Los vimos desde la carretera, en una bahía cuyo nombre no aparecía en nuestro mapa, en la costa sur de Sri Lanka.

       Arrimados a la playa, ocho hombres tiraban de una cuerda que rebatían al mar. Formaban dos filas paralelas distantes de unos treinta metros. Viejos y jóvenes confundidos, producían un esfuerzo continuo que no se entendía a primera vista. La cuerda seguía saliendo de las últimas olas que se aplastaban en la orilla. A lo lejos, frente a ellos, una barca parecía estar faenando.

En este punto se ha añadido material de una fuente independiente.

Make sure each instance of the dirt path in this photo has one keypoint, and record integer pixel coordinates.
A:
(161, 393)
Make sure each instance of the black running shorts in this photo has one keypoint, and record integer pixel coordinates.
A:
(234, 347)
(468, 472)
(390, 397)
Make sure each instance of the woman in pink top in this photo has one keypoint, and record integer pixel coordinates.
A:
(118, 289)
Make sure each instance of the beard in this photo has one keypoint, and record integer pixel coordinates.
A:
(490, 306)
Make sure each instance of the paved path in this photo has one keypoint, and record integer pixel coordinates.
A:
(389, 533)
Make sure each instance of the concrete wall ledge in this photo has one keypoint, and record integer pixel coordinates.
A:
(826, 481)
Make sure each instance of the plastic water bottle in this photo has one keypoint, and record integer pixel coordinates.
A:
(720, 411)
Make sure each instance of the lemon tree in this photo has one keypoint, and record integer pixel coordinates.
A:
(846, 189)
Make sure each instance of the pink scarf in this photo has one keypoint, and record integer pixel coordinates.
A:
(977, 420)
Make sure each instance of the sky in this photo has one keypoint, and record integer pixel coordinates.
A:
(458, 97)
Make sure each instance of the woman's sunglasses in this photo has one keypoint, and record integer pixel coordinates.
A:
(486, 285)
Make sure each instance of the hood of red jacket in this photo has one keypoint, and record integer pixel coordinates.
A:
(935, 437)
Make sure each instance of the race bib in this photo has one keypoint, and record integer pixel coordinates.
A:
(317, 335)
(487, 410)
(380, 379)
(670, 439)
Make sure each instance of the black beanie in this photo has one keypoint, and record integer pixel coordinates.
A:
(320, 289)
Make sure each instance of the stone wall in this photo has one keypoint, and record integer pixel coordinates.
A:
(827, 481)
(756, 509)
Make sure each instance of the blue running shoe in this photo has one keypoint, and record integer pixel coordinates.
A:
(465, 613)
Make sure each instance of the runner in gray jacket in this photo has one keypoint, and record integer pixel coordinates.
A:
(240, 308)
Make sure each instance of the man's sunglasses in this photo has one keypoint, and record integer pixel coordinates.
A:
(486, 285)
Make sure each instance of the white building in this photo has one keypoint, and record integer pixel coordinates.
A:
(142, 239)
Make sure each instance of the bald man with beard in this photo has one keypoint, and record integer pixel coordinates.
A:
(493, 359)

       A medida que la soga se alargaba, más hombres llegaban, la agarraban y empezaban a tensar los músculos. Algunos llevaban una toalla enrollada en pos de sombrero, otros se tapaban con una tela blanca que envolvía el cuerpo cintura por abajo. De vez en cuando, miraban hacia nosotros, divertidos por nuestra sorpresa. Picados por la curiosidad, decidimos esperar más.

      Pasó una hora.

      Los hombres se sustituían sin orden. Sencillamente se cansaban y se iban. Al poco rato otros cogían el relevo.

Pasó otra hora.

De pronto empezamos a notar la red en el agua. La embarcación, provista de flotadores de madera a cada lado, se había alejado después de soltar por completo la red que los hombres arrastraban lentamente desde la madrugada. El desenlace de la pesca se acercaba. Cada vez se veía más el movimiento de los peces atrapados en las mallas que se deslizaban inexorablemente hacia la playa.

Cuando la pesca quedó bien a la vista sobre la arena mojada, los manos soltaron las cuerdas y todo el mundo se acercó, sin prisas, al botín. El dueño de la barca también se abría camino para valorar la mercancía destinada al mercado local.

Para los hombres de la playa había llegado la hora de cobrar la labor de toda la mañana. Lentamente, se agacharon, cogieron un puñado de peces, y se fueron, sin más.